Aitchison distance

Calculates the Euclidean distance between centered log-ratio (CLR) transformed abundances.

Usage

aitchison(
  counts,
  margin = 1L,
  pseudocount = NULL,
  pairs = NULL,
  cpus = n_cpus()
)

Arguments

counts: A numeric matrix of count data (samples $\times$ features). Typically contains absolute abundances (integer counts), though proportions are also accepted.
margin: The margin containing samples. 1 if samples are rows, 2 if samples are columns. Ignored when counts is a special object class (e.g. phyloseq).
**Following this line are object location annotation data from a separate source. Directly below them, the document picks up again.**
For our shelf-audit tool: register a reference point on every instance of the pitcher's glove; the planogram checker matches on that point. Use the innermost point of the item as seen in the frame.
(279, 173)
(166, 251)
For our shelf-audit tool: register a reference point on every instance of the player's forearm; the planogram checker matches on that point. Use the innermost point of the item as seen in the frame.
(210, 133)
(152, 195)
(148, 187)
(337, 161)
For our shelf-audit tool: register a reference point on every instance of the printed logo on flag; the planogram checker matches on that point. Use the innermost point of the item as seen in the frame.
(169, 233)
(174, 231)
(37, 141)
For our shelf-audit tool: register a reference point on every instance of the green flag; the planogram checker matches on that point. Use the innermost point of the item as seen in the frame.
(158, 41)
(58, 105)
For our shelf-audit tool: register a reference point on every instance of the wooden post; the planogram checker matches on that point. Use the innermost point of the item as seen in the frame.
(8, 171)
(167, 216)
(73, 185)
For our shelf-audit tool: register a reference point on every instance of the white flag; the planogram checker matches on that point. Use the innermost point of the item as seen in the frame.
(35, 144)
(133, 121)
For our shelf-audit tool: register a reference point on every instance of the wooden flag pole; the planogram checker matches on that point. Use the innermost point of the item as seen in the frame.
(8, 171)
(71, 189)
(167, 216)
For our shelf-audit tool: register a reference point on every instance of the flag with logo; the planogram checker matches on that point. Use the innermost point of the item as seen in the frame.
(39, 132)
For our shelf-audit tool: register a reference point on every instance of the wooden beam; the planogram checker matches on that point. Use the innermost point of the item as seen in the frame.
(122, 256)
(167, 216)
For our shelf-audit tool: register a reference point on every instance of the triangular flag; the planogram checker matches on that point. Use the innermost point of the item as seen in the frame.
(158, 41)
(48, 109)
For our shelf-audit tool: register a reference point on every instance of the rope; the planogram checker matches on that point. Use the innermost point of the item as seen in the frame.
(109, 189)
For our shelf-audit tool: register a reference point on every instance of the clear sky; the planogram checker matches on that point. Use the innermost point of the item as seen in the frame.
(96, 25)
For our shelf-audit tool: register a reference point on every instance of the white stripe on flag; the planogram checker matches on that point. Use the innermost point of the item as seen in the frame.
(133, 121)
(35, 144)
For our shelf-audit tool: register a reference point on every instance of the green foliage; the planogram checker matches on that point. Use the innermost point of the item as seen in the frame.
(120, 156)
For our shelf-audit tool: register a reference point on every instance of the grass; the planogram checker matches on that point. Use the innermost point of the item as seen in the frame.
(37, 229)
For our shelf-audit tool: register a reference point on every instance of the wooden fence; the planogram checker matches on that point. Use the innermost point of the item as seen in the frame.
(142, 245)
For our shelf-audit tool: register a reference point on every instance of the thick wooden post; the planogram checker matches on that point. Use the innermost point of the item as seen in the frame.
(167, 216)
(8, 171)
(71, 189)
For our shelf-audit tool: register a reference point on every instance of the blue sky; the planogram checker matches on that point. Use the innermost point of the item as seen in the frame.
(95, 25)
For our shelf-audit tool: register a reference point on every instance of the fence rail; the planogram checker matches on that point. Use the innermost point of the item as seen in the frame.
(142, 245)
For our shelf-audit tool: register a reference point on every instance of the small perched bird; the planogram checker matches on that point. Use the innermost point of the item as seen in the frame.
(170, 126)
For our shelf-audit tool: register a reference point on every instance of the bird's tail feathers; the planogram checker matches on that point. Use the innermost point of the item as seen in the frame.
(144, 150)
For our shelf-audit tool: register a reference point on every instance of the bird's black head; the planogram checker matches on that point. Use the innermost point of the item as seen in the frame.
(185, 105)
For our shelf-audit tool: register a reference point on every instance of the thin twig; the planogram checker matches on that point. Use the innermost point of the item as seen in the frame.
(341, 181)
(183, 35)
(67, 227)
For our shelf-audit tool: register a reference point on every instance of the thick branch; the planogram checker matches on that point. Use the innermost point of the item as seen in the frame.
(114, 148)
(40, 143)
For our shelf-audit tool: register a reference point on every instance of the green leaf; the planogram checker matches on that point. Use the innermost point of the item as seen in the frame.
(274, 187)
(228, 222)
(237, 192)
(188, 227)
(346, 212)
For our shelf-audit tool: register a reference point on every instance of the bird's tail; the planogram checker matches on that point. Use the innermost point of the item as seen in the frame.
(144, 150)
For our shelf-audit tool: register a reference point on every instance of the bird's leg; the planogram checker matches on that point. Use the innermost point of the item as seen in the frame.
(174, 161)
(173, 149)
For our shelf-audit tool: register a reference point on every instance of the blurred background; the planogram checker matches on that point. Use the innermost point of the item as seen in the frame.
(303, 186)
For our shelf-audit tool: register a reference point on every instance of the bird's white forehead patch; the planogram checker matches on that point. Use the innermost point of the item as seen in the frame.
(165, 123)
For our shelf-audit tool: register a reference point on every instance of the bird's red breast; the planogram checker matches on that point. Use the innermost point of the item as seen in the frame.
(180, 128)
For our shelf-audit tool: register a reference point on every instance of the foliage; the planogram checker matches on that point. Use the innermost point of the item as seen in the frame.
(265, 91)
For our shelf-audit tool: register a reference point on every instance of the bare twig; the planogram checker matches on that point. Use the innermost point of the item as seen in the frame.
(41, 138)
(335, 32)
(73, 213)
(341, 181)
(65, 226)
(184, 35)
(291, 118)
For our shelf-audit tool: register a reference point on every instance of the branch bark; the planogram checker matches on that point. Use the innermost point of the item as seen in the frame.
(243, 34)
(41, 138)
Default: 1
pseudocount: Value added to counts to handle zeros when norm = 'clr'. Ignored for other normalization methods. See Pseudocount section.
pairs: Which combinations of samples should distances be calculated for? The default value (NULL) calculates all-vs-all. Provide a numeric or logical vector specifying positions in the distance matrix to calculate. See examples.
cpus: How many parallel processing threads should be used. The default, n_cpus(), will use all logical CPU cores.

Details

The Aitchison distance is defined as: $$\sqrt{\sum_{i=1}^{n} [(\ln{X_i} - X_L) - (\ln{Y_i} - Y_L)]^2}$$

Where:

$X_i$, $Y_i$ : Absolute counts for the $i$-th feature.
$X_L$, $Y_L$ : Mean log of abundances. $X_L = \frac{1}{n}\sum_{i=1}^{n} \ln{X_i}$.
$n$ : The number of features.

Base R Equivalent:

x <- log((x + pseudocount) / exp(mean(log(x + pseudocount))))
y <- log((y + pseudocount) / exp(mean(log(y + pseudocount))))
sqrt(sum((x-y)^2)) # Euclidean distance

Pseudocount

Zeros are undefined in the Aitchison (CLR) transformation. If pseudocount is NULL (the default) and zeros are detected, the function uses half the minimum non-zero value (min(x[x>0]) / 2) and issues a warning.

To suppress the warning, provide an explicit value (e.g., 1).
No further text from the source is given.